Dans cet épisode de L’Afrique en Marche, l’historien algérien Hosni Kitouni explique que cette démarche ne vise pas à réécrire l’histoire, mais à lui donner une qualification juridique claire.
"La criminalisation du colonialisme ne relève pas d’une volonté de réécrire l’histoire, mais d’une démarche de qualification juridique d’un système dont les mécanismes ont été amplement documentés par la recherche historique", affirme-t-il.
Selon lui, cette loi s’inscrit dans un mouvement national et international plus large, visant à reconnaître la nature criminelle du système colonial, au-delà des seuls crimes ponctuels:
"Il s’agit d’aller plus loin en rattachant les crimes coloniaux à leurs causes structurelles: le racisme, l’exploitation des ressources et de la force de travail, les violences extrêmes et les génocides".

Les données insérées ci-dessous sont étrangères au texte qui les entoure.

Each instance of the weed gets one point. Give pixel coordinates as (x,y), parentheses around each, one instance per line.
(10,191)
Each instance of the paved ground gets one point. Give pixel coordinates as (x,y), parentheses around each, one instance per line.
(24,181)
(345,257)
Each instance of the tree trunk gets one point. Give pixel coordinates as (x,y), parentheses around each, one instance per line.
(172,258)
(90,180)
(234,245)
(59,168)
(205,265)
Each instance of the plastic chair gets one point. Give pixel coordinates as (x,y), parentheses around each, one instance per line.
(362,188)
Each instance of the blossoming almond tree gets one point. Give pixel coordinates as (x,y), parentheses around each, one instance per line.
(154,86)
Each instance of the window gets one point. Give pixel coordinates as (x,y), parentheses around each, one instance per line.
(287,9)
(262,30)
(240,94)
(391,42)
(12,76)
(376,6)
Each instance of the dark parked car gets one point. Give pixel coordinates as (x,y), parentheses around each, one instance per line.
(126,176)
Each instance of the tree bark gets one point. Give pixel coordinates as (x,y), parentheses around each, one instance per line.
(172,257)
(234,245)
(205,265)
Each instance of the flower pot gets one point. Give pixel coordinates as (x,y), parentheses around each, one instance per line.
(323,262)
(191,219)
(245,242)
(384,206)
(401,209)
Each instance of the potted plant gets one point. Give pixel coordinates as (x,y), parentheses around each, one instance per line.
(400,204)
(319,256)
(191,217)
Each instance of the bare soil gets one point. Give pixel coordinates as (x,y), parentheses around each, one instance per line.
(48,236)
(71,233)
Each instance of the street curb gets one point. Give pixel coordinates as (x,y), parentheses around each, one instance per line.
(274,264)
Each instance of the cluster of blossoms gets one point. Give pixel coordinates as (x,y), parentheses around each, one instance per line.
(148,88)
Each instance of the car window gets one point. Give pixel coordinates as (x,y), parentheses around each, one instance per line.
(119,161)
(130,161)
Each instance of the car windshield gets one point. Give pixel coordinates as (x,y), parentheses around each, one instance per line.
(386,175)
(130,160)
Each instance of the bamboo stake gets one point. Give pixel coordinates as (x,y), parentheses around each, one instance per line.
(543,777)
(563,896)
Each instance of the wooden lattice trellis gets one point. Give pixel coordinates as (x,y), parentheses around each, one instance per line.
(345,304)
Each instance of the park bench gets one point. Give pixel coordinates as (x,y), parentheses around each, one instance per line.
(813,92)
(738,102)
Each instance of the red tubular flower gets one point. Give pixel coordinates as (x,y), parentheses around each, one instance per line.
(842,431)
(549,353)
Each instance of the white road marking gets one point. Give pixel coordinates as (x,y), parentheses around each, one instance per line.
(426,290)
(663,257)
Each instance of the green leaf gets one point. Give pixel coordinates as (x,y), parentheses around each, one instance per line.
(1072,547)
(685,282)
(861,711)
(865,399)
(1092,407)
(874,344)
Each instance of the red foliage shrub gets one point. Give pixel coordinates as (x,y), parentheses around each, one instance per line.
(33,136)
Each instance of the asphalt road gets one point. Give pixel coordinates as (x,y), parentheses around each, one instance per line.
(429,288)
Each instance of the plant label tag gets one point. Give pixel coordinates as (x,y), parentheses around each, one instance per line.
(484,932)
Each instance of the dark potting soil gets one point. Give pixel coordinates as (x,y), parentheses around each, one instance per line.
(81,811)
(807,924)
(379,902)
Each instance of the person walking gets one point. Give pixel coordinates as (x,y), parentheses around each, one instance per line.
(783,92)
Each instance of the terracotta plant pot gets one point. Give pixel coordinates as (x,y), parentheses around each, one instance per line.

Hosni Kitouni rappelle également que le colonialisme n’appartient pas uniquement au passé:
"Sous des formes complexes, il continue de sévir dans le monde et d’alimenter des guerres, notamment en Afrique, autour de la course aux ressources".
Pour l’historien, l’intérêt majeur de la loi algérienne réside enfin dans son timing politique et historique:
"Elle arrive à un moment crucial, marqué par une poussée des revendications, notamment chez les jeunes Africains, en faveur d’une justice réparatrice pour les crimes de la colonisation".